Europe’s green subsidy splurge risks increasing market concentration through capture by large corporations. The EU must seek to ensure that its relaxed state aid framework benefit a wide set of companies, not just big business, argues Max von Thun.
Max von Thun is director of Europe and Transatlantic Partnerships at the Open Markets Institute.
The Biden administration’s Inflation Reduction Act (IRA) has led to something of a panic in Europe, due to concerns that the IRA’s incentives for US manufacturing of clean technologies will disadvantage European businesses.
In response, the European Commission has set out its own “Green Deal Industrial Plan” proposing, among other things, a significant relaxation of the EU’s state aid rules when it comes to investment in green technology.
The rise of green industrial policy, both in Europe and the US, is in principle a good thing.
The sheer urgency of the need to tackle climate change, combined with the inability (or unwillingness) of the private sector to move fast enough, are compelling reasons for a splurge in public investment.
Moreover, the COVID-19 pandemic and Russia’s invasion of Ukraine have demonstrated the vulnerability of our globalised, just-in-time supply chains to sudden shocks, and the subsequent need for less concentrated – and more resilient – production of critical goods, including those needed for the green transition.
Here, as well, there is an obvious role for public investment in accelerating and coordinating this process.
Yet the shift does not come without risks. The biggest criticism of the Commission’s increasingly laissez-faire attitude to state aid is that it undermines the EU’s level playing field.
The worry is that flexible state aid rules primarily benefit the largest EU member states with substantial fiscal firepower – think France and Germany – at the expense of smaller countries, thereby distorting trade and competition within the Single Market.
A recent and oft-cited statistic showed that the Franco-German duo monopolised almost 80% of the €672 billion in state aid granted since March 2022.
These fears are undoubtedly valid and need to be handled carefully by the Commission. But there is a related and potentially greater threat to the Single Market posed by the loosening of the subsidy floodgates.
This is the risk that increased state aid is captured by a narrow subset of dominant firms, leading to weaker competition and increased market concentration within and across member states.
This problem is closely linked with that of the level playing field between member states, as Europe’s biggest companies typically come from its largest countries.
The political nature of subsidies means they are often disproportionately allocated to the very largest firms, who have the resources, administrative know-how and lobbying clout to secure funding, even when there are more deserving recipients elsewhere.

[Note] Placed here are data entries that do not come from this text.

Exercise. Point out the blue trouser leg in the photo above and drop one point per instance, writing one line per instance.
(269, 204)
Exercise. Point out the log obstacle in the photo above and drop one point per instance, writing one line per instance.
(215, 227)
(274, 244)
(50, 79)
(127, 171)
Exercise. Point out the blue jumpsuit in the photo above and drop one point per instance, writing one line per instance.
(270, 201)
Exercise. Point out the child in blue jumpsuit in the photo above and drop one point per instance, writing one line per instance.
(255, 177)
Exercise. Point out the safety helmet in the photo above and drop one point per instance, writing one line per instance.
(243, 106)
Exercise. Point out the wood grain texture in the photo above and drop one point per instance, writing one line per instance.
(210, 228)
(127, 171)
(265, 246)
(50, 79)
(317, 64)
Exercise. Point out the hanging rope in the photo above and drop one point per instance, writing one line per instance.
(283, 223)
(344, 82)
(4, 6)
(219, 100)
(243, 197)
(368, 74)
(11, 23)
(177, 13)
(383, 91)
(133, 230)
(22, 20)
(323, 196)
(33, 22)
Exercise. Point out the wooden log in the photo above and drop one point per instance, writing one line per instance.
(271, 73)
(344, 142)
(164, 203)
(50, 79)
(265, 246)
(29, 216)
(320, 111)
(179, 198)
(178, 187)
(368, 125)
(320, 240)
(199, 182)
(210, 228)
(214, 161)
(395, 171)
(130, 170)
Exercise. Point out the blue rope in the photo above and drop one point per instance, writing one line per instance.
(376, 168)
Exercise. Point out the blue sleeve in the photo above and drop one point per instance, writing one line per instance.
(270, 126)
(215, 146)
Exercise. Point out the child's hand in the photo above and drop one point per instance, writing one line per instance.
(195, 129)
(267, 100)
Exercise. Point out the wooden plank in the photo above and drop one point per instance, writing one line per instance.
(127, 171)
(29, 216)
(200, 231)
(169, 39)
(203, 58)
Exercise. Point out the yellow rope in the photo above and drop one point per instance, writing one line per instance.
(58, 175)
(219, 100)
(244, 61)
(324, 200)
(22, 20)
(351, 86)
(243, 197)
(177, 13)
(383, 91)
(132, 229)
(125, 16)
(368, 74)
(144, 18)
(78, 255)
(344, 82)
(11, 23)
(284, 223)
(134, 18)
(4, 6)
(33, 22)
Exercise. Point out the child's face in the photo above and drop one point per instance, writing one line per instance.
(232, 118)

While it is true that investment in the green transition often requires a certain degree of scale, many emerging (as opposed to mature) technologies – from carbon capture to hydrogen – are being driven by startups and SMEs, not incumbents.
A green subsidy splurge that overwhelmingly favours large firms would likely lead to higher costs, less choice and less innovation, and leave us with less competition in the industries of the future. As a recent Commission study put it: “state aid to SMEs is less likely to distort competition and affect trade between Member States”.
Large, profitable multinationals are also much better-placed than smaller players to make major investments without public support, which means subsidies risk replacing rather than adding to total investment. Such firms typically demand greater quantities of funding, limiting the pool of public capital available for SMEs.
And they have the clout needed to play governments off against each other in ‘subsidy races’ that benefit them at the expense of taxpayers. Intel’s planned semiconductor plant in Germany, for which it is requesting almost €10 billion (up from €6.8 billion originally) in state aid, is a good illustration of all these downsides.
Instead of letting the biggest firms get bigger and allowing the monopolisation of the green industries of the future, the EU’s state aid framework should instead support a diversity of small, medium and large-sized companies.
In areas where a certain degree of scale is necessary, such as the installation of renewable energy infrastructure or the laying of EV charging infrastructure, subsidising large companies may make sense.
But the focus of public funding should be in basic research and piloting of early-stage technologies, where much of the activity is led by innovative startups and SMEs with limited resources to bring products to market at scale.
There are a number of practical ways this could be done.
The Commission could give governments a duty to ensure subsidies do not promote market concentration, for example by limiting the share of public funding that can be allocated to large companies. Its little-known, user-unfriendly state aid public database should be revamped to make it easier for civil society to scrutinise how public funds are being spent.
And the EU should encourage member states to invest directly through channels that benefit a wider set of players, such as tax incentives and public support for early-stage R&D, and to target sectors or technologies rather than subsidising individual firms.
The Commission can hopefully count on political backing from national governments themselves, with the latest European Council conclusions stating that when it comes to state aid, a “strong focus should also be placed on preserving the competitiveness of SMEs”.
The result of these efforts will be a diverse and competitive green supply chain that strengthens Europe’s resilience to external shocks, while ensuring the benefits of the green revolution are not captured by a narrow few.